In September we tried our hands at ekphrastic poetry and syllabic verse in a workshop let by Emma Purshouse. During lockdown, Emma wrote a tanka a day, inspired by photos taken by her dad, and shared the photos and accompanying tankas on Facebook. Now we wanted to have a go too.
Emma started us off with a ‘guided fantasy’ exercise. We had each brought a picture along to the Zoom session, and now Emma asked us to ‘step inside’ our pictures and answer a series of questions, including:
What’s the first thing you see?
How does it make you feel?
What can you smell?
After several more of these questions, we went back through our answers and turned them into a coherent piece of prose, leaving out anything that didn’t fit.

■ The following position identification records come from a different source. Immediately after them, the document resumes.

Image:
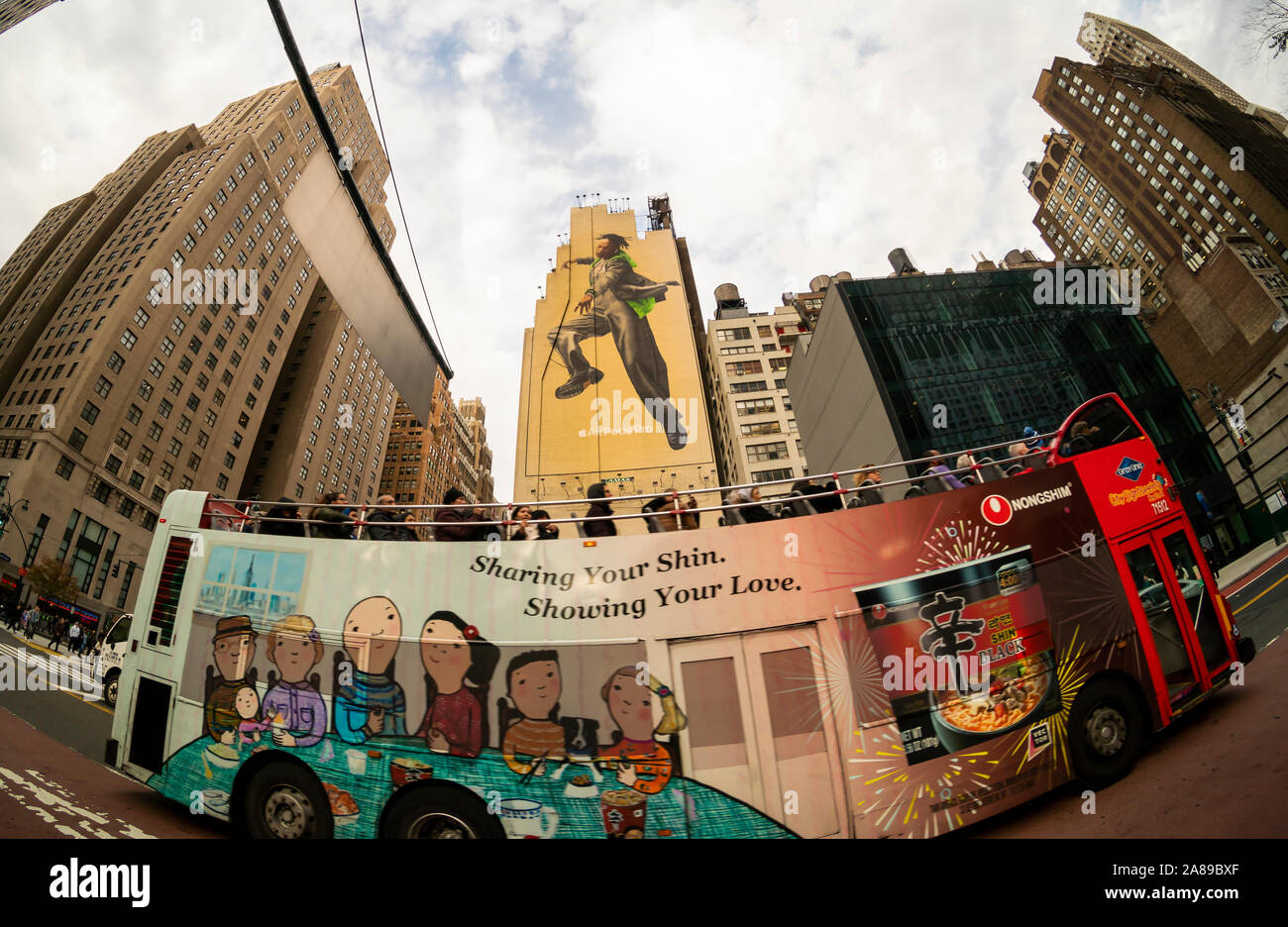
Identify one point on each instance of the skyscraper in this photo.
(612, 387)
(475, 415)
(903, 364)
(153, 327)
(752, 420)
(1155, 172)
(1113, 40)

Next, Emma introduced the idea of syllabic verse and invited us to pick one or more images from our writing and turn it/them into a haiku or tanka. As Emma pointed out afterwards, if we tacked a haiku onto our piece of prose, we would have a haibun. Three for the price of two 😊
Sonnet or not: Our next task was to pick a line from our piece of prose and use it as the first line of a 14-line poem, keeping the same syllable count for each line. As Emma explained, imposing a syllable count forces you to think carefully about word choices.
By the end of the session, we all had a piece of prose, a tanka or haiku (and in this case possibly also a haibun), and at least the start of a 14-line poem that we could polish and send off to any publication looking for ekphrastic poems, or enter in the Cannon Poets ‘Sonnet or Not’ competition (closing date 31st October).